Adversário político do presidente, Doria fez menção direta à atitude de Bolsonaro.
"Lamentável que o presidente da república apoie um ato antidemocrático, que afronta a democracia e exalta o AI-5. Repudio também os ataques ao Congresso Nacional e ao Supremo Tribunal Federal. O Brasil precisa vencer a pandemia e deve preservar sua democracia", publicou o governador.
A nota emitida pelo PSDB e assinada por Bruno Araújo, presidente da legenda tucana, diz que "o presidente eleito jurou obedecer à Constituição brasileira" e que "ao apoiar abertamente movimento golpista, coloca em risco a democracia e desmoraliza o cargo que ocupa". Em nome do PSDB, Araújo afirmou ainda que "o povo e as instituições brasileiras não aceitarão".
Eco na Câmara e no Senado
Também por meio do Twitter, senadores e deputados se manifestaram sobre a presença de Bolsonaro na manifestação. Houve publicações de Randolfe Rodrigues (Rede-AP), líder da oposição no Senado, e dos deputados Marcelo Freixo (PSOL-RJ); Ivan Valente (PSOL-RJ), entre outros.
"Enquanto enfrentamos a pior crise da nossa geração, com a capacidade do nosso sistema de Saúde comprometida, com pessoas morrendo e os casos aumentando, Bolsonaro vai às ruas, além de aglomerar pessoas, atacar as instituições democráticas. É patético!", diz trecho da mensagem compartilhada por Randolfe.
O senador ainda cobrou atitudes do procurador-geral da República, Augusto Aras, para que a participação de Bolsonaro no ato tenha consequências jurídicas:
"Agora cabe ao procurador-geral da República, Augusto Aras, abrir processo contra o Presidente da República por mais esse atentado ao povo brasileiro. Se Bolsonaro não respeita a Constituição Federal, as instituições devem funcionar tanto para ele, enquanto presidente, como para qualquer cidadão que comete crimes!", defendeu Randolfe.
Para o líder da oposição na Câmara, André Figueiredo (PDT-CE), o Congresso não pode cair no "jogo" de Bolsonaro em prol de uma "ruptura democrática".
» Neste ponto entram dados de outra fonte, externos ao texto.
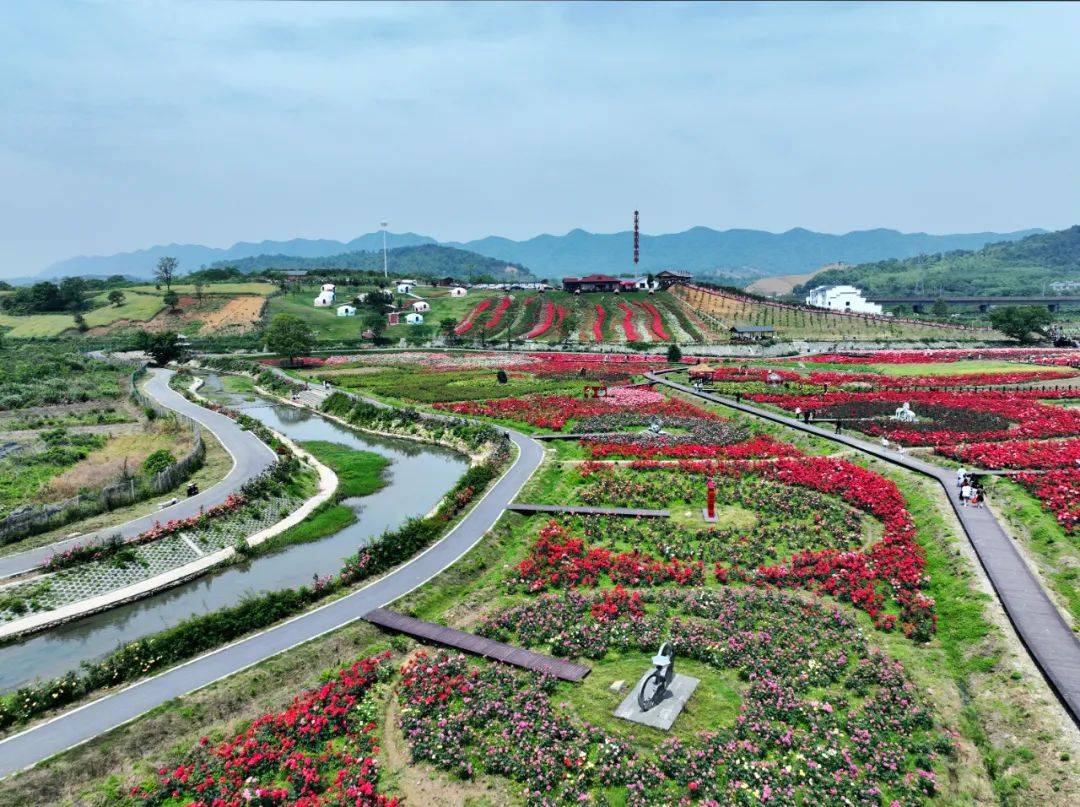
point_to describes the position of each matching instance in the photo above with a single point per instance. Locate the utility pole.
(385, 272)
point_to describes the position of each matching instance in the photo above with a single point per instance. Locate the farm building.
(671, 277)
(591, 283)
(841, 298)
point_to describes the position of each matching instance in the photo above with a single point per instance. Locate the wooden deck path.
(477, 645)
(574, 510)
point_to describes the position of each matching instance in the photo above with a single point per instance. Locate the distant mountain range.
(423, 260)
(1048, 263)
(700, 250)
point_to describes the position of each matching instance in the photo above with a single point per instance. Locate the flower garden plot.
(1060, 493)
(954, 416)
(1016, 454)
(824, 718)
(886, 578)
(319, 752)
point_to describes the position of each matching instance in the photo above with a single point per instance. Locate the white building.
(841, 298)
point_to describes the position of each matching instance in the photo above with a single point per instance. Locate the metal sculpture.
(655, 687)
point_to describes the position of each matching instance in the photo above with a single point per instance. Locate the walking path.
(250, 458)
(478, 645)
(82, 724)
(1049, 640)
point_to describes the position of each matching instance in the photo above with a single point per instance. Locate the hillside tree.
(289, 336)
(166, 271)
(1022, 322)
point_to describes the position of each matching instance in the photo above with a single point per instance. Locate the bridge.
(917, 301)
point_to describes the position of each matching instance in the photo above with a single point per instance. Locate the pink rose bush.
(319, 752)
(823, 718)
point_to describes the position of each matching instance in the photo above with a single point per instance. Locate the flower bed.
(598, 323)
(320, 751)
(1016, 454)
(975, 416)
(1060, 493)
(824, 720)
(543, 325)
(496, 317)
(466, 325)
(657, 322)
(628, 323)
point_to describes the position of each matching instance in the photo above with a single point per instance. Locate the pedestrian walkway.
(631, 512)
(1049, 640)
(477, 645)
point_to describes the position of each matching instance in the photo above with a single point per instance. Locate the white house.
(325, 298)
(841, 298)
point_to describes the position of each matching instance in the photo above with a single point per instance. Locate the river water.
(417, 478)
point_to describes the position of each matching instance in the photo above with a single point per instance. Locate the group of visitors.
(971, 489)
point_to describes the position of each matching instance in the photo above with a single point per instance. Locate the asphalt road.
(250, 458)
(1042, 630)
(75, 727)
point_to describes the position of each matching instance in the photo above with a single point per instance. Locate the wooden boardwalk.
(629, 512)
(477, 645)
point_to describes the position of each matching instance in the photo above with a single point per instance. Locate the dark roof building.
(591, 283)
(671, 277)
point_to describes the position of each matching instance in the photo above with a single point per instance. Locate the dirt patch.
(239, 315)
(423, 784)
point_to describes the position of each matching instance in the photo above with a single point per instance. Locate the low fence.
(32, 520)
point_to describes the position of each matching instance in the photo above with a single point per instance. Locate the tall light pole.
(383, 226)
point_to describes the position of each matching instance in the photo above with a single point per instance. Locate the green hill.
(1028, 266)
(426, 260)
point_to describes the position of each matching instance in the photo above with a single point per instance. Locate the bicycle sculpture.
(655, 687)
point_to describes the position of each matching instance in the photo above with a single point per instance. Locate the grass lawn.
(360, 473)
(259, 288)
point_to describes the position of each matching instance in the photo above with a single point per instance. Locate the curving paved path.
(72, 728)
(250, 457)
(1049, 640)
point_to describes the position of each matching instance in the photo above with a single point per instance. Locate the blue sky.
(130, 124)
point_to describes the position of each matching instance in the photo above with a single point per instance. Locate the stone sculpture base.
(663, 714)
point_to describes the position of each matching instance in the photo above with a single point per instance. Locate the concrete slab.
(663, 714)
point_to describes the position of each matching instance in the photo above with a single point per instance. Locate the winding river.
(417, 478)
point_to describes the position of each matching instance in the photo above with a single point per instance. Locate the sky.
(133, 124)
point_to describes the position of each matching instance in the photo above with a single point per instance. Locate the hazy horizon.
(139, 124)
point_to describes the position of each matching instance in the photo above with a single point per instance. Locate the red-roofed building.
(591, 283)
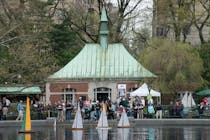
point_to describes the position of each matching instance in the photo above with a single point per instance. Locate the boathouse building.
(98, 72)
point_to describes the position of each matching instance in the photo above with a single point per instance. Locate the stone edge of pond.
(113, 123)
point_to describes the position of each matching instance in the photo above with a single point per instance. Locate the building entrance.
(102, 94)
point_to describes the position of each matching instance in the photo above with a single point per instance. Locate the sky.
(145, 10)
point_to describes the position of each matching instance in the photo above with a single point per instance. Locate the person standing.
(159, 111)
(181, 109)
(98, 108)
(150, 110)
(69, 108)
(4, 108)
(20, 110)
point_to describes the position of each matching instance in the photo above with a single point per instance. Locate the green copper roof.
(20, 90)
(95, 62)
(103, 15)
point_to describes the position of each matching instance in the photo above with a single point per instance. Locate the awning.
(203, 92)
(20, 90)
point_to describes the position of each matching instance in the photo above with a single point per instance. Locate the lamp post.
(149, 97)
(149, 88)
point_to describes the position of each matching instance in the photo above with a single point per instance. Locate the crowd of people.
(137, 107)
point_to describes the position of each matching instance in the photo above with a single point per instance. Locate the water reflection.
(24, 137)
(137, 133)
(102, 134)
(77, 135)
(123, 133)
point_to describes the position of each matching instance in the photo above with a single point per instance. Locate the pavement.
(113, 123)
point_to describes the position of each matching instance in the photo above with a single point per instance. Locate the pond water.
(137, 133)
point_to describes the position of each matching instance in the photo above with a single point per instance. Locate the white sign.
(121, 86)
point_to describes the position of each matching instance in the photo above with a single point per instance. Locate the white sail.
(103, 134)
(77, 135)
(123, 133)
(124, 122)
(77, 124)
(103, 122)
(190, 100)
(184, 100)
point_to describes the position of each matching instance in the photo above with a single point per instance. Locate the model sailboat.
(103, 134)
(77, 135)
(77, 124)
(123, 133)
(103, 122)
(124, 122)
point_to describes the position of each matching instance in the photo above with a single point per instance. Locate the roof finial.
(103, 28)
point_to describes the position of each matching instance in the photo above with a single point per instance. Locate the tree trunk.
(201, 36)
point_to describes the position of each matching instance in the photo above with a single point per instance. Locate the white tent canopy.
(188, 100)
(144, 91)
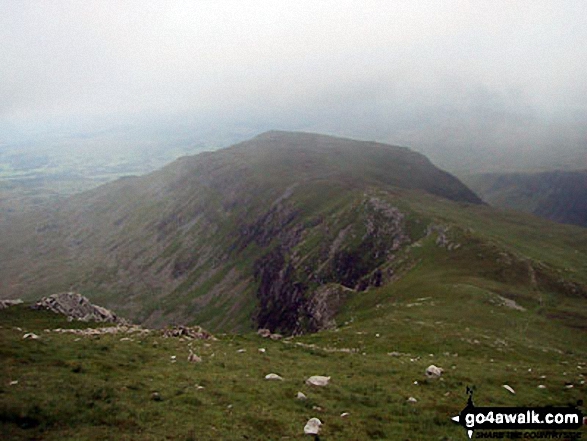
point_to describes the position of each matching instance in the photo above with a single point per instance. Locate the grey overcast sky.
(420, 73)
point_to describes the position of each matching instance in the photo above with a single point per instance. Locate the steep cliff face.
(238, 238)
(305, 277)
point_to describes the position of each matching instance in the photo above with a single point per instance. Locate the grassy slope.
(155, 247)
(443, 309)
(560, 196)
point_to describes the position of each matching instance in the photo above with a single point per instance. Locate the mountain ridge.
(280, 231)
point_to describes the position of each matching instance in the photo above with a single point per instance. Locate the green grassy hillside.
(204, 239)
(560, 196)
(393, 275)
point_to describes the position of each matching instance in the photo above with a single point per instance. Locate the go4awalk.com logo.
(520, 422)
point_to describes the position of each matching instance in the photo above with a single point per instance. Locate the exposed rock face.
(77, 307)
(300, 291)
(6, 303)
(318, 380)
(194, 332)
(312, 427)
(434, 371)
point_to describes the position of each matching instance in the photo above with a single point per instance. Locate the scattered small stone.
(434, 371)
(77, 307)
(312, 427)
(6, 303)
(317, 380)
(264, 332)
(195, 332)
(273, 377)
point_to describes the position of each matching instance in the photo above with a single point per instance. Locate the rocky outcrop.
(77, 307)
(301, 287)
(6, 303)
(187, 332)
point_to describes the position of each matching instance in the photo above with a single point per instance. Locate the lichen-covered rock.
(189, 332)
(318, 380)
(273, 377)
(434, 371)
(6, 303)
(312, 427)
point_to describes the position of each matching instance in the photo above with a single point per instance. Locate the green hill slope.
(202, 239)
(398, 273)
(560, 196)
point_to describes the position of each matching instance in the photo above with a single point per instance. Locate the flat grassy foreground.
(142, 387)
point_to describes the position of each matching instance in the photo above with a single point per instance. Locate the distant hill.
(560, 196)
(283, 231)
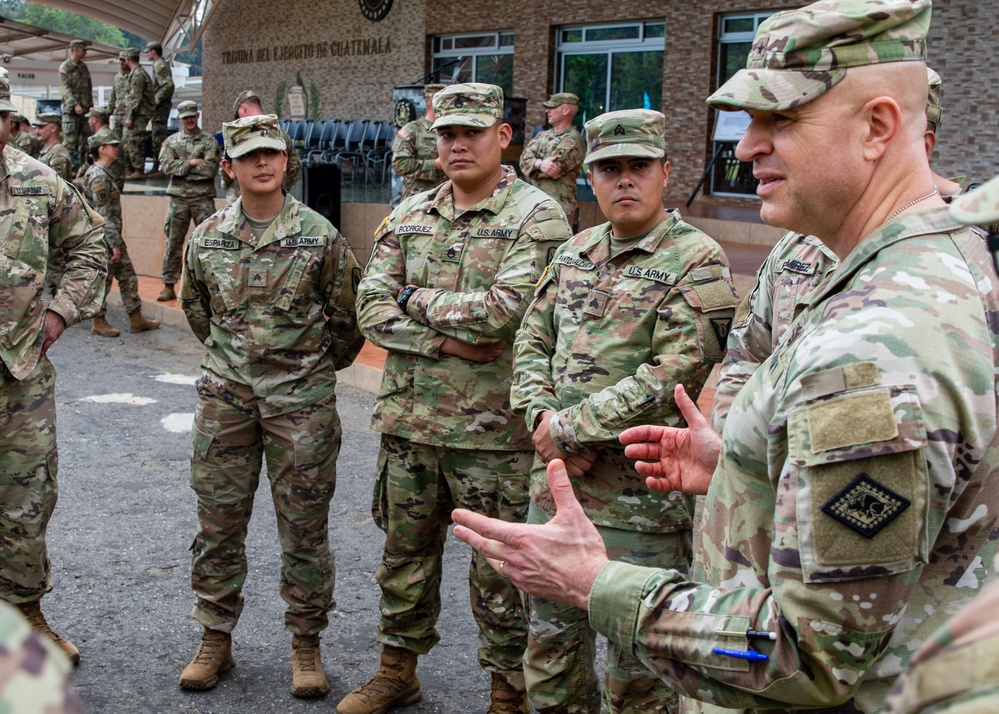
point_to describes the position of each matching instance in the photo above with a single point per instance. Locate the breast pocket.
(862, 483)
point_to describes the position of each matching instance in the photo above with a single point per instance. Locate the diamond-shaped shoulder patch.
(866, 506)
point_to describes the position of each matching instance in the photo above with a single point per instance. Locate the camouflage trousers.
(133, 145)
(417, 488)
(178, 219)
(561, 645)
(75, 131)
(231, 439)
(158, 125)
(28, 485)
(128, 283)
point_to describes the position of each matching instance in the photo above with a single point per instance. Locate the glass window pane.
(637, 81)
(495, 69)
(603, 34)
(655, 30)
(487, 41)
(733, 58)
(586, 77)
(453, 73)
(739, 24)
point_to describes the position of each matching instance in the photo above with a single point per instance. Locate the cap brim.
(259, 142)
(627, 150)
(772, 90)
(464, 120)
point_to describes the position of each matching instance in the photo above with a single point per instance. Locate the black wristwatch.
(403, 299)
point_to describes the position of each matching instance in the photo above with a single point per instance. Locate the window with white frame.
(479, 57)
(729, 176)
(612, 66)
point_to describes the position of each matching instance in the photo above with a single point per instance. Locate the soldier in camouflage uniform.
(22, 136)
(191, 159)
(119, 93)
(248, 104)
(77, 98)
(852, 505)
(955, 671)
(414, 151)
(54, 155)
(552, 160)
(138, 110)
(269, 287)
(445, 289)
(38, 212)
(34, 673)
(101, 189)
(595, 356)
(162, 96)
(99, 118)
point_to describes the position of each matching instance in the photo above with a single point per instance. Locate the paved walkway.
(366, 371)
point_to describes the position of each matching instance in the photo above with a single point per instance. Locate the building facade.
(661, 54)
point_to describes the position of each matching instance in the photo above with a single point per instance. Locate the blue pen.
(751, 655)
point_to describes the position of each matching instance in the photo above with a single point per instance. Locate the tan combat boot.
(394, 685)
(307, 676)
(32, 611)
(506, 698)
(137, 323)
(99, 326)
(214, 657)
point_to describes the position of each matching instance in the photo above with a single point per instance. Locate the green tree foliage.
(57, 20)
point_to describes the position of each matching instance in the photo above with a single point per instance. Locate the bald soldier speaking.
(852, 506)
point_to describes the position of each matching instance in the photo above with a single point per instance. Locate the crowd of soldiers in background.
(835, 541)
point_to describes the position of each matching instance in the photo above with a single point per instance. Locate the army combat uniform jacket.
(604, 344)
(414, 149)
(276, 315)
(567, 149)
(188, 181)
(39, 211)
(854, 505)
(475, 271)
(795, 266)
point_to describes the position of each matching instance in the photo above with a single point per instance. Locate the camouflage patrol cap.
(472, 104)
(47, 118)
(102, 137)
(934, 102)
(187, 109)
(5, 104)
(250, 133)
(244, 96)
(560, 98)
(800, 54)
(629, 132)
(980, 207)
(99, 113)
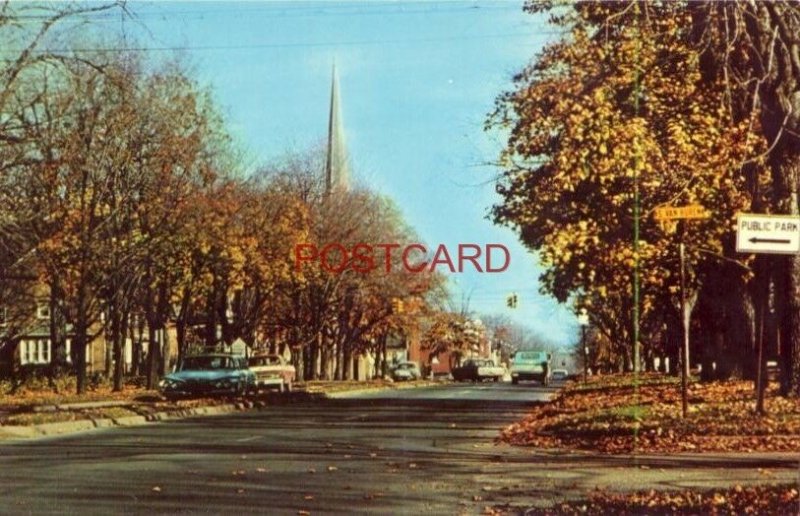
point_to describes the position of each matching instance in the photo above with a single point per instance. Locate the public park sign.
(775, 234)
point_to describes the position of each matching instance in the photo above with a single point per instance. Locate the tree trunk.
(58, 329)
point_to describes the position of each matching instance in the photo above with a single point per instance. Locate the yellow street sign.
(690, 211)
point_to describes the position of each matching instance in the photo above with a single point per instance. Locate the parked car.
(406, 371)
(531, 365)
(478, 370)
(272, 371)
(212, 374)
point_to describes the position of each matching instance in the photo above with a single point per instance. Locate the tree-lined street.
(427, 450)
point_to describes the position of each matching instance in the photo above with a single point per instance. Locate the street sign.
(690, 211)
(774, 234)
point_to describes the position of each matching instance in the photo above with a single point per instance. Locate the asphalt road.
(415, 451)
(411, 451)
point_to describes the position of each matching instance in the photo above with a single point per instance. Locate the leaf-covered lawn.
(767, 499)
(612, 415)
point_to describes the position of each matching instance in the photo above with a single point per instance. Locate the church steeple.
(337, 173)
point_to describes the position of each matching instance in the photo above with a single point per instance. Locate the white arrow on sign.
(774, 234)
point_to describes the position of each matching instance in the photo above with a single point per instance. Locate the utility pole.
(583, 321)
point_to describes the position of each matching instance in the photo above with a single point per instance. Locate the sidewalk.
(63, 418)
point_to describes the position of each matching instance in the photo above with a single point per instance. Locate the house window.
(34, 351)
(42, 311)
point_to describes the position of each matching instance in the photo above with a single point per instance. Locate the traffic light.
(397, 306)
(511, 301)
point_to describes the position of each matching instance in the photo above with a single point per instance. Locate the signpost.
(772, 234)
(669, 215)
(766, 234)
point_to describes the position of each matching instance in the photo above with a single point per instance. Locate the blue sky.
(416, 82)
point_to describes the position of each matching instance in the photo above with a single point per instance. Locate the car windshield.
(262, 361)
(204, 363)
(531, 356)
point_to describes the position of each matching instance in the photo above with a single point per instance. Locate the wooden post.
(685, 323)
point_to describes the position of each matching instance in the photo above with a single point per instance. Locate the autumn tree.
(750, 48)
(607, 124)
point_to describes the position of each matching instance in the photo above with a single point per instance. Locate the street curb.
(10, 432)
(82, 425)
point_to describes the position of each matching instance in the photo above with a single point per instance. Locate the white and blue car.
(209, 375)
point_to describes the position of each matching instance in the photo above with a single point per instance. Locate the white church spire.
(337, 173)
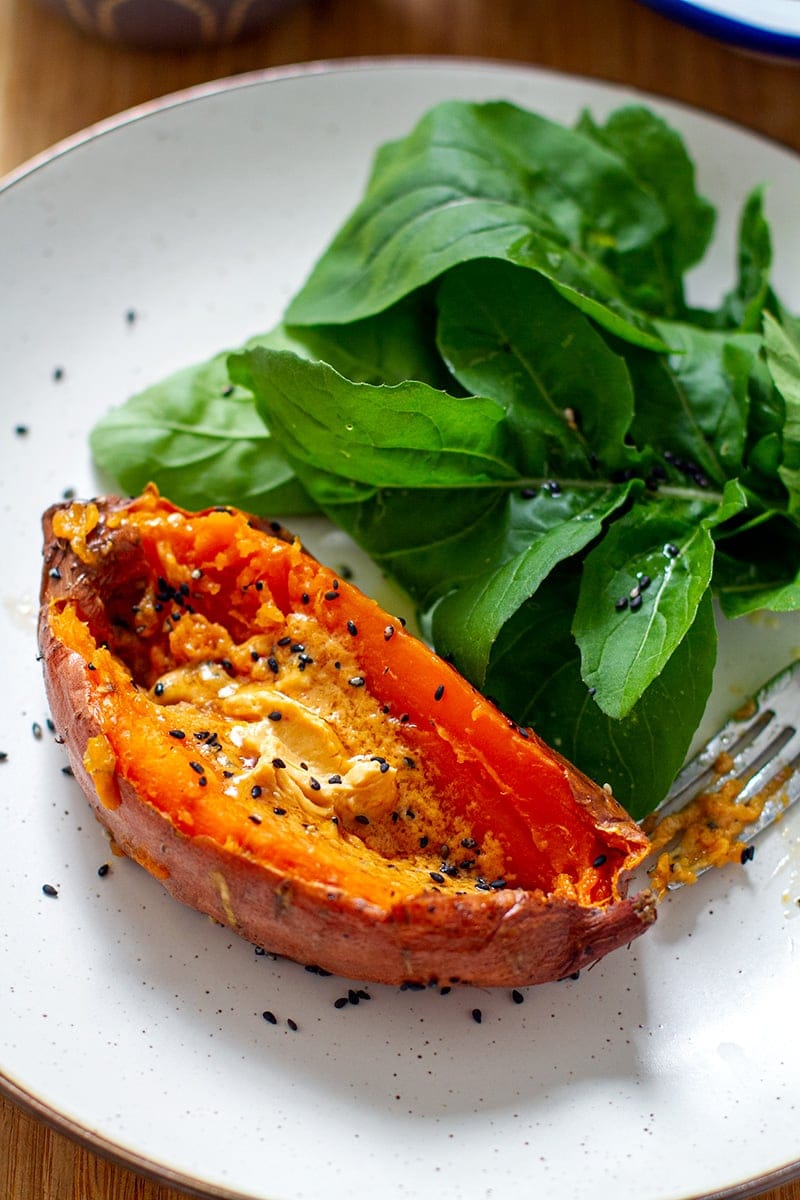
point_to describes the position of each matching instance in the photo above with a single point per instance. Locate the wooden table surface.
(55, 81)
— Temos que ter muita serenidade para não cair nessa cilada. Eu vejo que a irresponsabilidade dele já ultrapassou todos os limites. Ir para o enfrentamento agora é colocar em risco a vida de milhões de brasileiros. Não é o momento de jogar o jogo que ele quer jogar e que a legião de cegos que o acompanha querem jogar.